Depois de três safras de preços em alta, a vida do agricultor brasileiro anda bem mais difícil nesta temporada, com atrasos na compra de insumos, na esperança de uma melhor relação de troca. O problema é que nem sempre isso vira realidade.

Os preços dos fertilizantes, por exemplo, que caíram de forma significativa ao longo do primeiro semestre, interromperam esta trajetória. Com isso, apesar da leve melhora nas cotações de soja e milho, a relação de troca vem piorando.

Dados da Argus Media, empresa internacional especializada em preços de commodities, mostram que a melhor relação de troca para quem produz milho em Rondonópolis (MT), por exemplo, ocorreu em 30 de março deste ano.

Naquele momento, eram necessárias 40,6 sacas de milho para comprar uma tonelada de ureia, fertilizante nitrogenado altamente consumido nas lavouras do grão.

Agora, na última semana de setembro, esta relação ficou em 64,3 sacas de milho por tonelada do fertilizante.

O preço do cereal até mostrou leve recuperação no último mês, já que o fundo do poço foi em agosto. Porém, a tonelada de ureia, que chegava nos portos brasileiros no fim de março a US$ 310, agora está em US$ 395.

"A tendência segue de preços firmes para a ureia ou até de leve alta, porque a Índia e o Brasil são os mercados que mais influenciam os preços do produto”, explicou a especialista em fertilizantes da Argus Media, Renata Cardarelli.

Do lado indiano, espera-se que nas próximas semanas seja lançado um leilão para a compra do fertilizante, o que costuma ser um balizador para os preços internacionais.

No último leilão que realizou, a Índia só conseguiu comprar 525 mil toneladas de um total esperado de quase 1,5 milhão de toneladas. Por isso, segundo Cardarelli, espera-se que a demanda ainda venha forte por parte dos indianos, um fator que pressiona para cima os preços.
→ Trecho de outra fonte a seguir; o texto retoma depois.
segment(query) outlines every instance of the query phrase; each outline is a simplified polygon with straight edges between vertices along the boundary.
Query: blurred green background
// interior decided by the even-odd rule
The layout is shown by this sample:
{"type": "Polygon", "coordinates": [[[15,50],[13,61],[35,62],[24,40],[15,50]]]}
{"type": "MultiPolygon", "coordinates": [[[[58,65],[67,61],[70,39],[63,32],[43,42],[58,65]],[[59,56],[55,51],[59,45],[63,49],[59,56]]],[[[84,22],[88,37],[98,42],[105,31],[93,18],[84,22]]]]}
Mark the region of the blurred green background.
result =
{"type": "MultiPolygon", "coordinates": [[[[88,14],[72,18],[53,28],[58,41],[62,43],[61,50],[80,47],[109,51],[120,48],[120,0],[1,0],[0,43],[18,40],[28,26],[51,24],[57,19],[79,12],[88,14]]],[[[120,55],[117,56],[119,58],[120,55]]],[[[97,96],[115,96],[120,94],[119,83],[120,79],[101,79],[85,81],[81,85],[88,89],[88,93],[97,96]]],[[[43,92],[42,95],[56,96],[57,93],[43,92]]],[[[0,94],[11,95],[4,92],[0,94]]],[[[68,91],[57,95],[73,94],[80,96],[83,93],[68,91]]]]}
Enquanto isso, do lado brasileiro o que influencia o preço dos fertilizantes é o ritmo lento nas vendas para o plantio da segunda safra de milho.

As encomendas não foram feitas no primeiro semestre e o resultado foi uma queda 12% nas importações brasileiras de ureia de janeiro a agosto, na comparação com o mesmo período do ao passado, segundo dados do Global Trade Tracker, fonte usada pela Argus em suas análises.

A exceção nesta queda das importações foram os fosfatados, fertilizantes mais usados na soja, que é plantada antes e que terá mais uma vez acréscimo na área cultivada em 2023/2024.

]O cenário de atraso nas vendas para a “safrinha” de milho preocupa grandes indústrias como mostrou o AgFeed em reportagens recentes com players como a Mosaic e a Galvani Fertilizantes. Além de pagar mais caro, o produto poderá chegar na fazenda em cima da hora do plantio.

A especialista da Argus confirma que há uma reação nas importações em setembro e prevê que, no mês outubro, o volume suba 45% em relação ao mesmo período do ano passado, chegando a 862.000 t, ante 595.516 t recebidas um ano antes, segundo dados de lineup.

Ela alerta, no entanto, que esta alta concentração nos últimos meses do ano traz outro fator de alta para os preços, que é custo logístico mais caro, tanto nos portos, que receberão mais produto de forma concentrada quanto no frete rodoviário, que leva o adubo até a lavoura.

Os números já mostram isso. O indicador da Argus para frete de adubos na rota Paranaguá-Rondonópolis ficou em R$318/t no fim de setembro, em meio à intensificação das entregas para a safra de soja 2023/2024. No início de junho estava em R$190/t, por conta da fraca demanda.

A expectativa dos analistas é de que o frete também se mantenha em preços firmes porque é um momento de disputa por caminhões para escoar a safra brasileira de grãos.

As vendas de nitrogenados para produtores de milho em Mato Grosso estão em 55%, segundo a analista, enquanto no ano passado, nesta mesma época do ano, 70% já havia sido comercializado.

Os analistas acreditam que o agricultor pode sim ter "perdido o bonde”, ou seja, que a melhor relação de troca para o milho já tenha ficado para trás.

O único fator que poderia mudar o jogo agora seria uma melhora nos preços do milho, que compensariam o fertilizante mais caro. Mas, por enquanto, as principais consultorias de mercado não vêm mostrando previsões de alta significativa para o cereal, que deve novamente ter uma safra cheia em 2023/2024.

Algumas previsões têm indicado leve queda para a área plantada de milho, o que, teoricamente, poderia reduzir a demanda pelo adubo e representar fator de baixa nos preços.

Mas a analista da Argus lembra que, de outro lado, a segunda safra de algodão deve crescer, uma cultura que demanda até mais nitrogenado do que o milho, o que ainda manteria o mercado equilibrado.